July 29, 2016 (by Jenny Gordon) - What started out as an aircraft used by the Coast Guard will soon end up in the hands of the U.S. Forest Service.
A C-130H (#83-0507
) that has been maintained by the 560th Aircraft Maintenance Squadron is in its final stages of programmed depot maintenance here, having just wrapped up functional test procedures. The aircraft’s final visit will be to corrosion control where it will receive a new paint job before it leaves.
Although the aircraft has remained at Robins longer than anticipated, due to the transfer to the Forest Service and unforeseen production issues while on station, it is scheduled to fly out in August when it will serve a different role – fighting fires as its new mission.
“The good news about this is we’ll be able to get this plane back to the Forest Service right in time for the fire season, and give them a key piece of firefighting equipment,” said Stephen Adcock, 560th Aircraft Maintenance Squadron Functional Test flight chief. “We’ve been regenerating this aircraft and getting ready to offer it up to a flight crew to fly it.”
During its time here, the aircraft received a new center wing box, replacement of its outer wings, as well as maintenance actions on the plane’s elevator, with parts manufactured with the assistance of the 402nd Commodities Maintenance Group.
To assist with its firefighting capabilities, the plane was installed with a Modular Airborne Fire Fighting Systems control panel, a process that took two days.
While the remaining part of that modification will take place at another facility, these portable fire retardant delivery systems, once installed on C-130 aircraft, can provide the Forest Service a unique means to suppress wildfires.
Air Force C-130s equipped with MAFFS provide a surge capability, boosting firefighting efforts when further assistance is needed.

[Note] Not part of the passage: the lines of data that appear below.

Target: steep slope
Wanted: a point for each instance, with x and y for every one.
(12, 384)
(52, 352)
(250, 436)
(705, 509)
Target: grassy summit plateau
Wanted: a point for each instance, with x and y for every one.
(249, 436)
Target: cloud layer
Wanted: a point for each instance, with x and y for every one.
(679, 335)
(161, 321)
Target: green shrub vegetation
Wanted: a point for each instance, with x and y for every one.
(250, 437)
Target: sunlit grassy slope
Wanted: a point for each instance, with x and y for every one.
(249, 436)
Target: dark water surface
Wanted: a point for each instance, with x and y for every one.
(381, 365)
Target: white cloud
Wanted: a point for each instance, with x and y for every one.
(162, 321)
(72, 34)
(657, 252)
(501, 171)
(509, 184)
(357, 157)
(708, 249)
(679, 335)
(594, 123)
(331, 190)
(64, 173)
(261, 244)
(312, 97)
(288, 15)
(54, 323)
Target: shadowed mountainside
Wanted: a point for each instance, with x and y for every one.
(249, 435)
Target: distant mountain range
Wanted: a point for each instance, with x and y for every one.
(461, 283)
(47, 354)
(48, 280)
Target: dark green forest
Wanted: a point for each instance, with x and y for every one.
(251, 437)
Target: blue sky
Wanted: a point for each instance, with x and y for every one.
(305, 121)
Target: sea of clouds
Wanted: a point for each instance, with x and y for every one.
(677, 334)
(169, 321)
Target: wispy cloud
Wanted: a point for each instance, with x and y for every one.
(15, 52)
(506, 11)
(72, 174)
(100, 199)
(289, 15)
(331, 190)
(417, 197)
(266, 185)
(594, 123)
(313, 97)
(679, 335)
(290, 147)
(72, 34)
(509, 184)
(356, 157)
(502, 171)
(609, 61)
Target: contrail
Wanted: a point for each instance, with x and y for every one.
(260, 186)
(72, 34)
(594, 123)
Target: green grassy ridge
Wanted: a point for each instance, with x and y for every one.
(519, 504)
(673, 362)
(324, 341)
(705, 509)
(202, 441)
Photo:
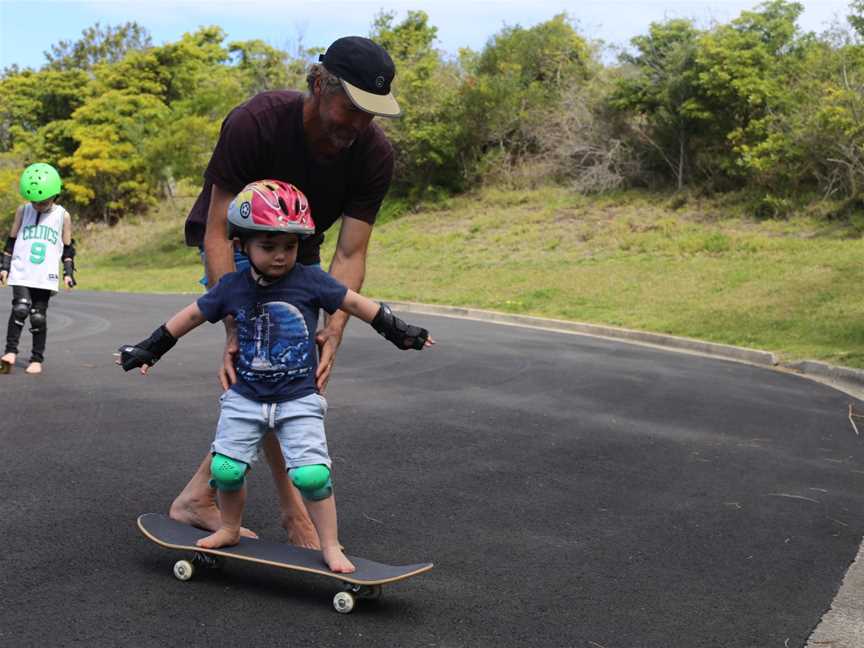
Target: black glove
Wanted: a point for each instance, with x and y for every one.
(403, 335)
(69, 270)
(147, 351)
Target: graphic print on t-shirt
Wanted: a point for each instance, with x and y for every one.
(274, 342)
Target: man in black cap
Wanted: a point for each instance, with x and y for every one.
(325, 143)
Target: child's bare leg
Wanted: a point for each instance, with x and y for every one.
(231, 505)
(323, 514)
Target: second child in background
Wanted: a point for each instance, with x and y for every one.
(40, 238)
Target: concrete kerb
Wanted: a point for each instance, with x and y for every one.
(842, 626)
(845, 379)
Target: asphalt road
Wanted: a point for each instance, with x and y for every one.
(571, 491)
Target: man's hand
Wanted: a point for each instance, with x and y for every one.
(227, 372)
(328, 340)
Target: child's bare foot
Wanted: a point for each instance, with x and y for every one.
(222, 538)
(337, 561)
(202, 514)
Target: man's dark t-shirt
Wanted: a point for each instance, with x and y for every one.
(263, 139)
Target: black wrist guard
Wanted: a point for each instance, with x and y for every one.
(147, 351)
(405, 336)
(69, 270)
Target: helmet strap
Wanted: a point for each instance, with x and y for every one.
(261, 278)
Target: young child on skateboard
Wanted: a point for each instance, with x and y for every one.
(275, 305)
(41, 236)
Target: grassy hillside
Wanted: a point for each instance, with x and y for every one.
(635, 260)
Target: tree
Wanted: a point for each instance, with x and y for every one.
(426, 136)
(663, 90)
(856, 17)
(98, 45)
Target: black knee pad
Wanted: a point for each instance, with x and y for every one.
(37, 320)
(20, 310)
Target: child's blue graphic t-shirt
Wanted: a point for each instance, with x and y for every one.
(276, 327)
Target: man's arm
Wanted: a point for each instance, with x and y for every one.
(219, 260)
(349, 267)
(218, 250)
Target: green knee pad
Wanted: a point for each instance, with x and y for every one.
(228, 474)
(313, 482)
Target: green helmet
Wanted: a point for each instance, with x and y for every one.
(40, 181)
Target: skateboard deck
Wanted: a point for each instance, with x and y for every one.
(365, 582)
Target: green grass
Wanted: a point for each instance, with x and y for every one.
(638, 260)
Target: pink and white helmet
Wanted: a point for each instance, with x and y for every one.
(270, 206)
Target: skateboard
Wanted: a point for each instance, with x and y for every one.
(365, 583)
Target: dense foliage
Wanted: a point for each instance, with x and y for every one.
(753, 106)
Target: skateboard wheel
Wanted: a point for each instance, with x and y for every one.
(343, 602)
(183, 570)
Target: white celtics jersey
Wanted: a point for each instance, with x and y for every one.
(38, 248)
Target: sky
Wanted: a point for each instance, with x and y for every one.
(29, 27)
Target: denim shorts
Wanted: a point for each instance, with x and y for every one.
(298, 424)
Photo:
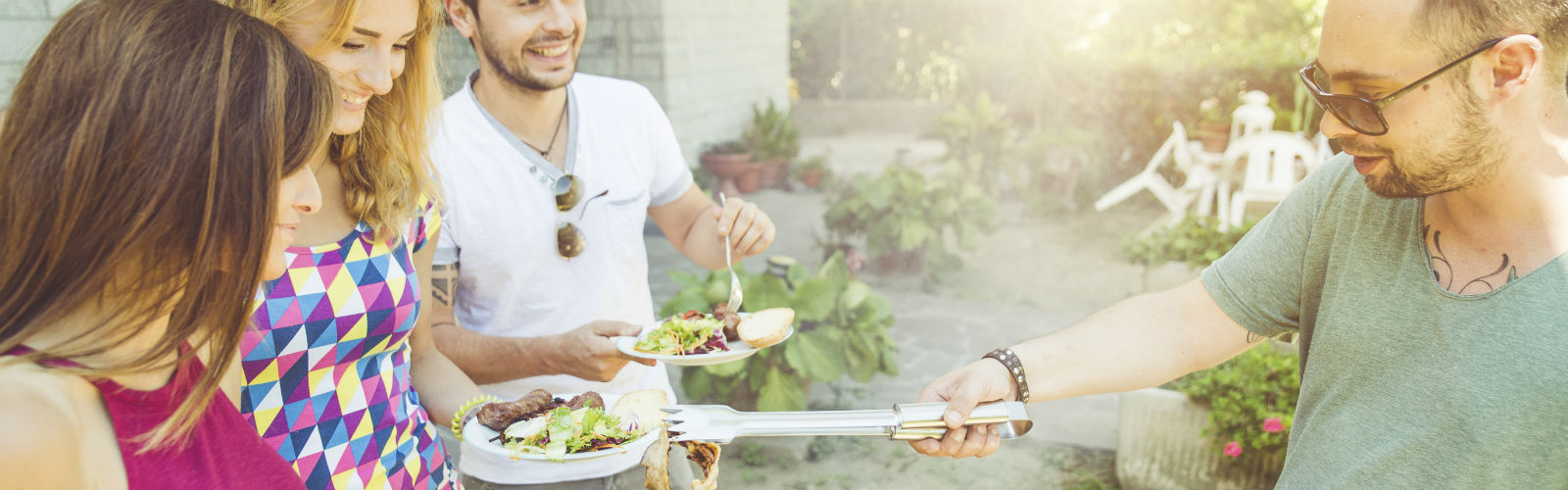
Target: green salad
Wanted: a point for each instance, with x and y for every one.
(564, 430)
(686, 335)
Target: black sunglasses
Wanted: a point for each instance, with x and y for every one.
(569, 240)
(1364, 115)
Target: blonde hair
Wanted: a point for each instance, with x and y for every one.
(141, 158)
(1458, 25)
(386, 164)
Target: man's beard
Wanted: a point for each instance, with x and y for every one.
(1466, 156)
(514, 71)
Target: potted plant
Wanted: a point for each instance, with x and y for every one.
(841, 328)
(1196, 240)
(812, 172)
(728, 162)
(1222, 427)
(775, 142)
(908, 219)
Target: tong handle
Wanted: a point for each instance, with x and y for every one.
(817, 422)
(930, 415)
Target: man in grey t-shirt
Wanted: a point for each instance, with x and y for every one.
(1426, 266)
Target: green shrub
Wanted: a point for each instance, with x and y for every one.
(1196, 240)
(906, 219)
(1251, 398)
(772, 134)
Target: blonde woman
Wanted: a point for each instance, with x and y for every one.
(339, 347)
(153, 170)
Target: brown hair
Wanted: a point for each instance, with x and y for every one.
(1460, 25)
(140, 167)
(386, 164)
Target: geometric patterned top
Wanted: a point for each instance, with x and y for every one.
(326, 375)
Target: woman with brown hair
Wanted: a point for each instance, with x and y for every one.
(151, 173)
(339, 349)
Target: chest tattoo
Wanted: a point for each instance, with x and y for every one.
(1443, 270)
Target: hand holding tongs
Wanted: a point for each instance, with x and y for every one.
(906, 421)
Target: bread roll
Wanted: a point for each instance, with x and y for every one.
(767, 327)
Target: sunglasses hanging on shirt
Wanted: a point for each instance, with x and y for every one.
(569, 240)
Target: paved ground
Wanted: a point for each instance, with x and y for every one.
(1035, 275)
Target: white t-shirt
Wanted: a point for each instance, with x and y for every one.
(501, 224)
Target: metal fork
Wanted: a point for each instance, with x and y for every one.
(734, 281)
(906, 421)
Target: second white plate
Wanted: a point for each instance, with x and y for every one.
(737, 349)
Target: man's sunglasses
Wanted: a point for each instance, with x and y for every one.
(569, 240)
(1364, 115)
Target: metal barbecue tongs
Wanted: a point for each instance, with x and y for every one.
(906, 421)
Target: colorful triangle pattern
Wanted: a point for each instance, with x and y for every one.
(325, 377)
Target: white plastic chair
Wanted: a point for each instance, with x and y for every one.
(1175, 200)
(1274, 164)
(1251, 117)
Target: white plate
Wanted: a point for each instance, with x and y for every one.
(737, 349)
(480, 437)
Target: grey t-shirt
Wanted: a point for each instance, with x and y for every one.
(1407, 385)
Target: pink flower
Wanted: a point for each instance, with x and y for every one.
(1233, 450)
(1274, 424)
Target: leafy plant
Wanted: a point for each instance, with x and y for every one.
(906, 219)
(841, 330)
(814, 164)
(1196, 240)
(1251, 398)
(979, 137)
(772, 134)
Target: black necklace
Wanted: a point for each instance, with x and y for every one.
(557, 132)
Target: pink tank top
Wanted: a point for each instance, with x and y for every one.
(223, 450)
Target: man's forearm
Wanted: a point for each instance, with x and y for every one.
(703, 247)
(493, 360)
(1139, 343)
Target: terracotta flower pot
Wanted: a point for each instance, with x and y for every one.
(750, 181)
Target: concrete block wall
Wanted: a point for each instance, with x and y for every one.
(706, 62)
(720, 59)
(24, 25)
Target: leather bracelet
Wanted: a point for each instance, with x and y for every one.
(469, 407)
(1015, 368)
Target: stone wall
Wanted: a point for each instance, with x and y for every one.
(706, 62)
(24, 24)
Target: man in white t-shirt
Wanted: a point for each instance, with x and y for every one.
(527, 294)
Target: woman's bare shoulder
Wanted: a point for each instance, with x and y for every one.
(46, 429)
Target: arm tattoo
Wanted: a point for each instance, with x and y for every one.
(1443, 272)
(439, 288)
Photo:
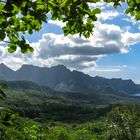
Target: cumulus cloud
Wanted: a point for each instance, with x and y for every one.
(72, 51)
(106, 15)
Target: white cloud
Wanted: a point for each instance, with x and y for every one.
(57, 23)
(105, 15)
(102, 5)
(72, 51)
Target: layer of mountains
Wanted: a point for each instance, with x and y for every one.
(60, 78)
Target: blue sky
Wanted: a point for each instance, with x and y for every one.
(113, 51)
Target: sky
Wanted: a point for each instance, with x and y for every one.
(112, 51)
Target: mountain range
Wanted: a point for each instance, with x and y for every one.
(61, 78)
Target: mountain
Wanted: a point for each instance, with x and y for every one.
(61, 78)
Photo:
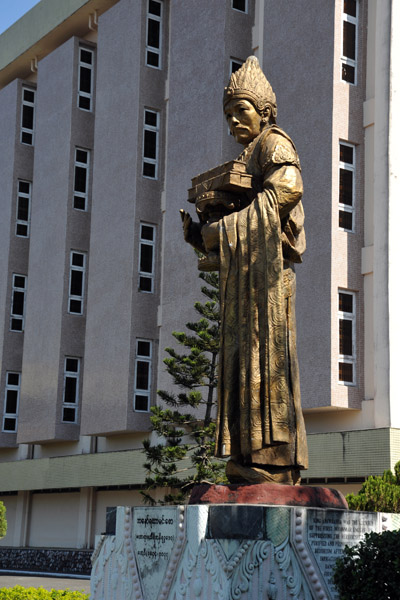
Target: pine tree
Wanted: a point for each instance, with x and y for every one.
(187, 425)
(378, 494)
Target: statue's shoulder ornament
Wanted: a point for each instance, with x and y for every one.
(276, 147)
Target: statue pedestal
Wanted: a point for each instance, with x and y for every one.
(226, 552)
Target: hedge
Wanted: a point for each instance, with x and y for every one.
(20, 593)
(3, 521)
(370, 570)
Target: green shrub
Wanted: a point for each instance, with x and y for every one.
(20, 593)
(380, 494)
(370, 570)
(3, 522)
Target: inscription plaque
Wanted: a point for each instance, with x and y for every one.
(154, 536)
(329, 531)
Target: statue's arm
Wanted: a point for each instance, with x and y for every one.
(192, 232)
(287, 184)
(280, 168)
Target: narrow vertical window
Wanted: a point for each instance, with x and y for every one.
(76, 282)
(240, 5)
(81, 179)
(71, 390)
(142, 376)
(347, 154)
(18, 302)
(347, 337)
(349, 41)
(28, 116)
(150, 143)
(85, 79)
(11, 402)
(146, 257)
(235, 64)
(153, 33)
(23, 208)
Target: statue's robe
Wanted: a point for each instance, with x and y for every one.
(260, 421)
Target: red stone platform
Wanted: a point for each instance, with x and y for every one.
(268, 493)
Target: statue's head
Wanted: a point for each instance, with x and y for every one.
(249, 102)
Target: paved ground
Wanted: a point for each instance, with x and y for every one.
(48, 583)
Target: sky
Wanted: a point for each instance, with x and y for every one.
(12, 10)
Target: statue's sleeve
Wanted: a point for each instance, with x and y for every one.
(281, 173)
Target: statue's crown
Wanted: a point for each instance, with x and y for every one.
(249, 82)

Once ready, this particular C-130H outfitted with MAFFS, will be able to discharge a load of up to 3,000 gallons of retardant in less than five seconds, and can be refilled and airborne in less than 20 minutes.
Wildfires typically occur during the summer months in the western U.S. states, and are suppressed by not only firefighters on the ground who help contain fires, but from aircraft in the air who either drop water or fire retardant to reduce the intensity and rate of spread of wildfires, according to the U.S. Forest Service.
In addition to C-130s, numerous other aircraft can assist, such as helicopters; single engine air tankers; amphibious aircraft known as water scoopers that can skim a body of water’s surface, scooping water into its onboard tank; and DC-10 air tankers that manage fires below.
What these C-130s do is assist when needed with the average 7,500 wildfires that burn each year, devastating about 1.5 million acres of national forests and grasslands.
Created by Congress in the 1970s, the ongoing collaboration between the Forest Service and Department of Defense continues to be a vital partnership, with several airlift wings throughout the U.S. that deploy throughout the year to assist with MAFFS missions.